Al vertice del G20 dello scorso anno a Brisbane, in Australia, Vladimir Putin venne attaccato da tutti i leader occidentali per la sua politica in Ucraina. Il presidente russo lasciò la riunione dei capi di stato e di governo prima della fine, sbattendo la porta. La Russia era isolata e le sanzioni occidentali stavano mettendo in crisi la sua economia.
Un anno dopo le cose sono cambiate radicalmente. Le sanzioni per la crisi ucraina sono ancora in vigore e l’economia russa è sempre in difficoltà, ma nel frattempo Mosca ha riconquistato un ruolo centrale sullo scacchiere internazionale.
Il cambiamento è relativamente recente ed è stato piuttosto rapido. A settembre, quando la Russia annunciò il suo intervento militare in Siria, Europa e Stati Uniti parlarono di scelta inutile e pericolosa. L’amministrazione Obama disse che i raid russi non avrebbero portato a nulla.
Invece la scelta di Putin d’interventire direttamente in Siria ha cambiato il corso della guerra e ha mostrato tutta la debolezza dell’Occidente in Medio Oriente. Innanzitutto l’aviazione russa ha bloccato l’avanzata dei gruppi ribelli, evitando che Assad perdesse altro terreno in zone chiave: la Siria centrale, dove ci sono le principali città del paese, e la costa mediterranea, roccaforte della comunità alawita, la stessa della famiglia Assad.

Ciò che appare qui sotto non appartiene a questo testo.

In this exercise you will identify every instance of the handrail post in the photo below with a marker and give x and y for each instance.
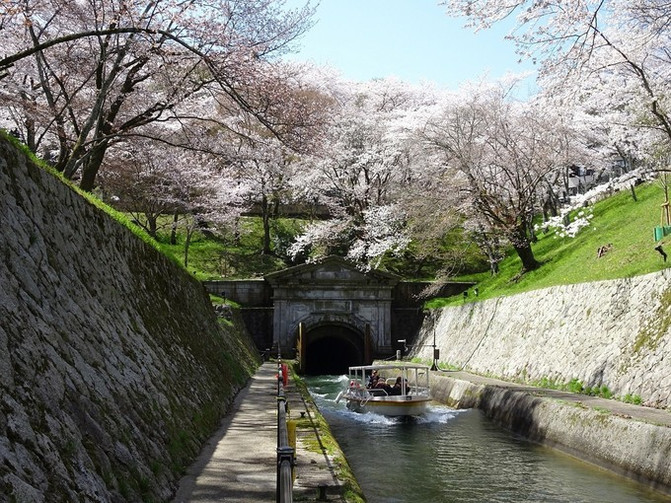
(285, 453)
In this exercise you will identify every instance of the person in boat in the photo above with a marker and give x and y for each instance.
(397, 388)
(374, 379)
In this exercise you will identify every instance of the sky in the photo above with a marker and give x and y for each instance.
(413, 40)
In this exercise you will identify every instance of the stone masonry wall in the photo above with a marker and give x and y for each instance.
(113, 367)
(610, 333)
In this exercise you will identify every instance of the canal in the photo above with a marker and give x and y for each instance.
(459, 456)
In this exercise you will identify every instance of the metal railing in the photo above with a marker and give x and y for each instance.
(285, 453)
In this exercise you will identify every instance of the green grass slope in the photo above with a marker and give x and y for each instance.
(620, 221)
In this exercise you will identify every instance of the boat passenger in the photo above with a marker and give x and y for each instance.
(397, 387)
(374, 378)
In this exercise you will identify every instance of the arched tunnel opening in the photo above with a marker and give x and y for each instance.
(331, 349)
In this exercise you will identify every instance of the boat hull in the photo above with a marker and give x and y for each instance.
(390, 406)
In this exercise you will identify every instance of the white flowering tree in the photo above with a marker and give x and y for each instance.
(499, 153)
(610, 57)
(78, 77)
(363, 162)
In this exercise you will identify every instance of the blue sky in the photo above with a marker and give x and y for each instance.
(413, 40)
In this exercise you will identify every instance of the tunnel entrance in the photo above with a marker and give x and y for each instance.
(331, 349)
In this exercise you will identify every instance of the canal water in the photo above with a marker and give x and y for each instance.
(451, 456)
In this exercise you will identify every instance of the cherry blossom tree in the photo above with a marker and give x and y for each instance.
(497, 153)
(363, 160)
(609, 56)
(79, 77)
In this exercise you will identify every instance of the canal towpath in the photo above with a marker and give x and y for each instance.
(238, 464)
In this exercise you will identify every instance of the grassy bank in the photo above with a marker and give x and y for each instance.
(621, 224)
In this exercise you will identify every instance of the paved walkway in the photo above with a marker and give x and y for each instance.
(238, 464)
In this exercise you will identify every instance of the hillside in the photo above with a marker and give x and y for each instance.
(621, 224)
(114, 369)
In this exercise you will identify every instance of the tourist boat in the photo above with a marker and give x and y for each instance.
(401, 390)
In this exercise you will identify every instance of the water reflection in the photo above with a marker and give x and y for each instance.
(450, 456)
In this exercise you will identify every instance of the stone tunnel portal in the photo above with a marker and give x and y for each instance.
(331, 349)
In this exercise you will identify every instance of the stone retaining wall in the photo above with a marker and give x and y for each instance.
(113, 367)
(635, 449)
(610, 333)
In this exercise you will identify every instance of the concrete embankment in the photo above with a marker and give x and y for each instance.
(239, 463)
(633, 441)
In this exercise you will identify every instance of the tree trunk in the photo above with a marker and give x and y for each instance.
(265, 215)
(522, 246)
(173, 231)
(92, 166)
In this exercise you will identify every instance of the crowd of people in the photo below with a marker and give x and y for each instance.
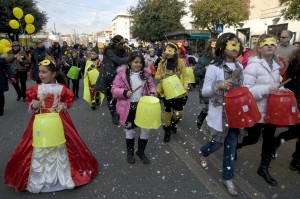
(121, 74)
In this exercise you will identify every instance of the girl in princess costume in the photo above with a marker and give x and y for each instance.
(50, 168)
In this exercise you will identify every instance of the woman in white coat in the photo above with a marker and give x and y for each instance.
(218, 80)
(262, 78)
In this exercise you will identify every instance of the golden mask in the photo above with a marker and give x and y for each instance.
(170, 51)
(268, 41)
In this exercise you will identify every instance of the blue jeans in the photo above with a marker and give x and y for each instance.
(229, 153)
(210, 147)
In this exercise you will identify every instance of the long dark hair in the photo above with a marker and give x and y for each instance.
(176, 56)
(221, 46)
(60, 77)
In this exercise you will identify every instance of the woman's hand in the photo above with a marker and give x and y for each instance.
(225, 85)
(60, 108)
(273, 90)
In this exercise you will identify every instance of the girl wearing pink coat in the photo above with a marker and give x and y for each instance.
(130, 77)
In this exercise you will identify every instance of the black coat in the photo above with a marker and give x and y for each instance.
(5, 74)
(112, 59)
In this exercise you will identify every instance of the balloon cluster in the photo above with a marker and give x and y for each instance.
(5, 46)
(29, 19)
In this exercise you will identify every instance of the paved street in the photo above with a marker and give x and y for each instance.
(174, 171)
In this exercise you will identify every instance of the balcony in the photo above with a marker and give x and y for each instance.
(272, 12)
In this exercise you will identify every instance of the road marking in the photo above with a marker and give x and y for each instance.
(243, 184)
(213, 187)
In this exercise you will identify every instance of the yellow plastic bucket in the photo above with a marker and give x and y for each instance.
(148, 113)
(48, 130)
(172, 87)
(73, 72)
(93, 76)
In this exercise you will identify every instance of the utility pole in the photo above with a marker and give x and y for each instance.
(54, 29)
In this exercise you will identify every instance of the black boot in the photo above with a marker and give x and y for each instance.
(141, 151)
(201, 118)
(295, 165)
(173, 128)
(130, 151)
(264, 172)
(167, 133)
(115, 118)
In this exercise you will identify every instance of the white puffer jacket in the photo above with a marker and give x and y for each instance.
(259, 77)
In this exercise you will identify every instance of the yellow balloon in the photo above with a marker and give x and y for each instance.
(18, 12)
(5, 42)
(6, 50)
(29, 18)
(14, 24)
(30, 28)
(1, 47)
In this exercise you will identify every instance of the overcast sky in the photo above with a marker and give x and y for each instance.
(83, 16)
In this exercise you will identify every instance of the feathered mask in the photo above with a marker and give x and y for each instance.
(48, 59)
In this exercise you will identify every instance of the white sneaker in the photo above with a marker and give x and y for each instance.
(231, 187)
(203, 162)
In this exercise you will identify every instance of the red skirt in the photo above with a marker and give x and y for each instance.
(81, 159)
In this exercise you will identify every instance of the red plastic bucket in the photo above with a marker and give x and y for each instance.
(241, 108)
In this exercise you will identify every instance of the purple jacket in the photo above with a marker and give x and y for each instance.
(120, 84)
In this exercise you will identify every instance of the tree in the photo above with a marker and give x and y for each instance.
(208, 13)
(28, 7)
(152, 19)
(292, 11)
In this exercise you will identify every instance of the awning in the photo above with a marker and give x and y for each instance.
(202, 36)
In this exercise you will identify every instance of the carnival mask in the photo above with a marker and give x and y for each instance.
(170, 51)
(213, 44)
(268, 41)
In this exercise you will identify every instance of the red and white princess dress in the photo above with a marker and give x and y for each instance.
(48, 169)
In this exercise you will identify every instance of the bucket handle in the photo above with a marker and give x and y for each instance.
(285, 82)
(41, 101)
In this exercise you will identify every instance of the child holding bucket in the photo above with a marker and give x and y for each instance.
(172, 65)
(217, 82)
(129, 79)
(76, 62)
(262, 78)
(43, 162)
(91, 74)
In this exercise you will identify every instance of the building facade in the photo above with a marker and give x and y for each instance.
(265, 17)
(121, 25)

Non solo. Fino a pochi giorni fa i raid russi colpivano soprattutto i gruppi ribelli, compresi quelli supportati dagli americani, perché sono quelli che hanno messo in crisi Assad. L’aviazione di Mosca ha intensificato i bombardamenti sullo Stato Islamico solo questa settimana, ma gli Stati Uniti non hanno voluto o non hanno potuto impedire che questo accadesse, dimostrando così la loro debolezza.
L’abbattimento dell’aereo russo nel Sinai e gli attentati di Parigi, entrambi rivendicati dall’ISIS, hanno fatto il resto. Francia e Stati Uniti hanno chiesto la cooperazione di Mosca nella guerra al califfato. Al G20 di Antalya, in Turchia, Putin e Obama hanno parlato a lungo, e si rivedranno nei prossimi giorni insieme a Hollande.
Il Cremlino voleva evitare la caduta del regime, e ci è riuscito. Ma voleva anche bloccare il ritorno in patria di molti miliziani caucasici che si sono uniti allo Stato Islamico, e ora farà questo con l’aiuto dell’Occidente.
Ovviamente ci sono delle differenze, soprattutto sulla soluzione complessiva della crisi siriana e il destino di Assad. La Francia, che sta collaborando con la Russia, continua a chiedere l’uscita di scena del presidente siriano, ma in realtà la sua posizione si è ammorbidita. Il punto d’incontro potrebbe essere che Assad rimanga al potere per tutto il periodo transitorio, almeno un anno e mezzo, e non si ricandidi alle prossime elezioni.
Ma è ancora troppo presto per fare speculazioni sul futuro di Assad. In questo momento è importante sottolineare come di fronte alla necessità di sconfiggere l’ISIS tutti i paesi occidentali abbiano fatto marcia indietro sulla crisi siriana, accettando che il regime, almeno per ora, rimanga al suo posto. L’intervento russo ha anche rilanciato la ricerca di una soluzione diplomatica alla crisi siriana. Qualcosa che l’Occidente ha sempre sostenuto ma mai implementato fino in fondo. La complessità del Medio Oriente rende ormai comprensibili strategie a geografia variabile. Il punto è che in questo momento giocano tutte a vantaggio di Putin e Assad.